The ‘marketplace’ model is when a company only provides an online platform and acts as a facilitator between buyer and seller, which is how Amazon entered India, for example. The ‘inventory-based’ model means a company selling its own inventory of goods online.

So Flipkart’s acquisition is a way for Walmart to circumvent these restrictions under the garb of the ‘marketplace’ model — given that companies like Flipkart and Amazon are already doing it.

Although meant to operate as ‘marketplaces’, Flipkart and Amazon have created a number of “name-lending” companies to act as sellers and also through “controlled sellers” that source inventory in bulk and sell them online.

Given that Walmart is the world’s largest offline retailer, the MNC can source the cheapest material globally and sell its inventory on the platform of Flipkart, which would be cheaper than the products by Indian retailers, thus destroying competition.

As the CAIT said in a press statement dated 6 September, the Walmart-Flipkart deal will “destroy the retail trade of India as Walmart will be using e-commerce platform to flood the retail market with goods sourced from all over the globe. Not only the traders but even the domestic manufacturing sector will be adversely affected to a great extent.”

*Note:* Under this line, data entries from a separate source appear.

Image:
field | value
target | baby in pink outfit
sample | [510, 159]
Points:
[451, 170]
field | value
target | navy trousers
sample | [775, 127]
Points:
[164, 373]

As an earlier public statement of protest against the Walmart-Flipkart deal — endorsed by now by more than 100 unions, organisations and activists — said, “India’s domestic digital retail industry will of course suffer by the domination of these two US MNCs (Walmart and Amazon). But worst affected will be small brick-and-mortar retail stores accounting for over 90% of the Indian retail sector, SME manufacturers, small delivery companies and suppliers of goods including farmers whose margins will be ruthlessly squeezed, with their behaviour digitally-controlled. Walmart is well-known for its global supply chain, especially of cheap goods from China, which means local manufacturers and suppliers will suffer deep hits.”

It might even lead to a colonial-style deindustrialisation of the Indian economy, as economist Prabhat Patnaik has said.

What’s more, recently there have been reports of Chinese e-commerce behemoth Alibaba being in talks with Reliance Retail to set up a “behemoth in the digital marketplace” while expanding Alibaba’s physical retail businesses in India as well. This means the country could soon be at the mercy of a retail oligopoly, as Newsclick has pointed out before.

The CAIT press statement, too, added that “the retail trade will be squeezed in few hands which will lead to monopoly and crony capitalism.”